111581949613
Puntawarri
“Nice place Puntawarri- they got houses there, new houses, no one lives there though. Plenty bush tucker, wamurla (bush tomatoes), jinyjiwirrily (wild gooseberry), minyarra (bush onion)- you can find them in salt bush Country, in the soft ground, too many good things growing! Wama (nectar) too, like a bottle brush, you got to bite into it or you can soak it in water. They have a soak there too, for the old people that is.
We used to be staying in the dormitory with Dale [Helen Dale Samson] and all the rest of the girls, there was a lot of girls. We had a girl dormitory, and there was a boys one. Later on when they finished school a lot of the girls left, they gone to get married and work on the stations. I was on those statins with the mustering, Ethel Creek station and all around here [Newman] as well. All the stations- Yunkurra [Yunkurra Billy Atkins] there to. I wasn’t mustering- I was cooking. Getting up early in the morning 6 o’clock, cooking all the meals. I was in Newman station staying with the Nyiyaparli people, nyarru (poor thing). They grew me a up a little bit, they know me.”
–Miriam Atkins
Puntawarri is an important cultural area located on the middle stretches of the Canning Stock Route and east of the Jigalong Aboriginal Community. It is also the site of a now abandoned community, and a rockhole, waterhole, creek and lake. Puntawarri’s close proximity to Jigalong Mission (now Jigalong Aboriginal community) made it a popular site for Martu to visit and camp at over weekends during the ‘mission days’. Though she grew up in the dormitory at Jigalong, she spent her weekends and holidays in the bush, camping at sites such as Puntawarri with her extended family
For many Martu, like Mirriams ’s family, Jigalong Mission was the site where their pujiman (traditional, desert dwelling) lifestyle came to an end from the late 1940s as they transitioned to a life as stockmen and women working in cattle stations in the Pilbara region and beyond. In the wake of the extreme and prolonged drought of the 1960s, the last of the remaining pujimanpa (desert dwellers) were forced to move to missions like Jigalong, where a supply of food and water was assured. There, many Martu were reunited with family members that had already moved in from the desert.

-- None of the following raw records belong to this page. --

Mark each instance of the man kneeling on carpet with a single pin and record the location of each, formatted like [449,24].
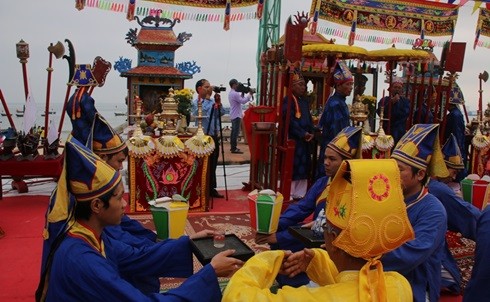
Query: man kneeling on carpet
[366,218]
[86,264]
[106,143]
[346,145]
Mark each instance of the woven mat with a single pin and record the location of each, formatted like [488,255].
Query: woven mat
[461,248]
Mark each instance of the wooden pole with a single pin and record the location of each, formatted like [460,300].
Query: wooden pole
[48,93]
[6,108]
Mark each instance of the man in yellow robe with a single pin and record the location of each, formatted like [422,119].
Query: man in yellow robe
[366,218]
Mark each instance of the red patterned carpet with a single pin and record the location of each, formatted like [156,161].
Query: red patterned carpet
[238,224]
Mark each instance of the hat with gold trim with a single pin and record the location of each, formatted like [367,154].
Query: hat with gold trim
[88,175]
[297,76]
[85,176]
[366,202]
[342,74]
[452,154]
[420,148]
[103,139]
[348,142]
[456,95]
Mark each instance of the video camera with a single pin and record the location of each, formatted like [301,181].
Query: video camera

The waterhole at Puntawarri is said to be populated by several kinds of ancestral jila, as referred to by Dale in her account. However the site is best known for its association with the Ngayurnangalku, fearsome ancestral cannibal beings. During the Jukurrpa (Dreaming) the Ngayurnangalku came together from all over the desert, first stopping near Puntawarri on their travels to Kumpupirntily (Kumpupintily, Lake Disappointment). At Kumpupirntily, they had a big meeting to debate whether or not they would continue to live as cannibals, and eventually came to the decision to stop eating people. That night, a female baby cannibal was born to the eastern Ngayurnangalku on the red sandhills at Puntawarri, where she continues to live today as the ‘big mummy’ Ngayurnangalku. Following protocol, the baby also had to be consulted by the group. She determined that the Ngayurnangalku should continue to eat people. Her decision divided the group, and from this point the group from the east continued to live as ‘bad’ cannibals at Kumpupirntily, while the group from the west became ‘good’, thereafter consuming only animals.